DIM (diindolylmethane) at 200mg addresses estrogen metabolism. Endometriosis is an estrogen-dependent disease — lesions require estrogen to grow and maintain themselves. DIM shifts estrogen metabolism toward 2-OH estrogen metabolites and away from the 16-OH and 4-OH forms that have more proliferative effects on reproductive tissue. It doesn't suppress estrogen production globally, but shifts the metabolite profile toward less stimulatory forms. Vitamin D3 at 2000 IU completes the stack: VDR (vitamin D receptor) activity modulates immune tolerance and inflammatory resolution, and deficiency is disproportionately common in women with endometriosis across multiple observational studies.
The bottom line
Endometriosis doesn't have a supplement cure — no one should tell you otherwise. But omega-3s, curcumin BCM-95, boswellia, NAC, DIM, and vitamin D3 form a genuinely evidence-supported stack that targets the inflammation, oxidative stress, and estrogen metabolism issues underlying the disease. Selene builds your endometriosis stack from your hormonal profile and cycle phase, so you're getting the right doses at the right times — not a generic women's health formula that wasn't designed with your condition in mind.
Questions
Does NAC help endometriosis?
A 2025 systematic review (PMID 39861414) pooling 22 studies found that NAC significantly reduced oxidative stress markers relevant to endometriosis. NAC supports glutathione production, which helps restore immune function in the peritoneal environment where ectopic endometrial tissue survives. At 600mg daily, it is well-tolerated for most women and is one of the more research-supported supplements for this condition.
Can omega-3 supplements reduce endometriosis pain?
Clinical trial data is encouraging. A 2024 meta-analysis (PMID 37545015) found omega-3 supplementation reduced dysmenorrhea with a Cohen's d of −1.02 — a large effect size. The mechanism is shifting prostaglandin production away from the pro-inflammatory PGE2 that drives cramping. Most studies show meaningful pain reduction after 2-3 months of consistent use at 1-3g EPA+DHA daily.
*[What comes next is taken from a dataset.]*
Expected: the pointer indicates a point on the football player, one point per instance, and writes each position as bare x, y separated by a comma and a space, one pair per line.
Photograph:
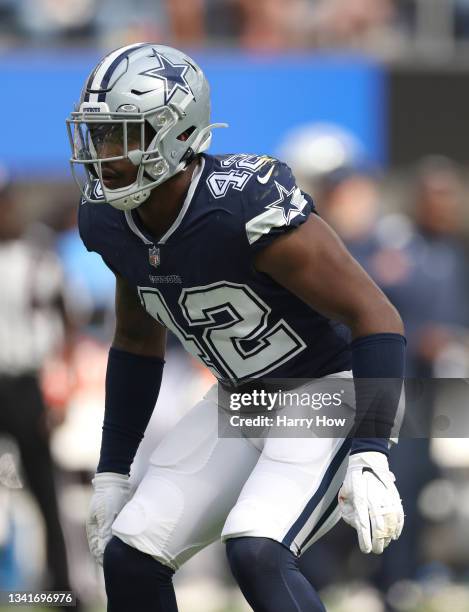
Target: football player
227, 253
What form of curcumin is best for endometriosis?
BCM-95 is the form used in most endometriosis-related cell studies. Standard curcumin has very low bioavailability — most of it is never absorbed. BCM-95 uses a turmeric essential oil matrix that significantly improves absorption compared to standard extract. Other bioavailable forms include Meriva (phospholipid-bound) and Longvida. Always check the form on the label, not just the mg amount.
How long do supplements take to work for endometriosis?
Omega-3s typically show pain improvement within 2-3 months as EPA/DHA shift cellular membrane composition. Curcumin and boswellia anti-inflammatory effects may be felt within 4-6 weeks. NAC and vitamin D3 effects on oxidative stress and immune function take 4-8 weeks. Track pain scores across your cycle each month — this gives you objective data rather than relying on subjective day-to-day feelings.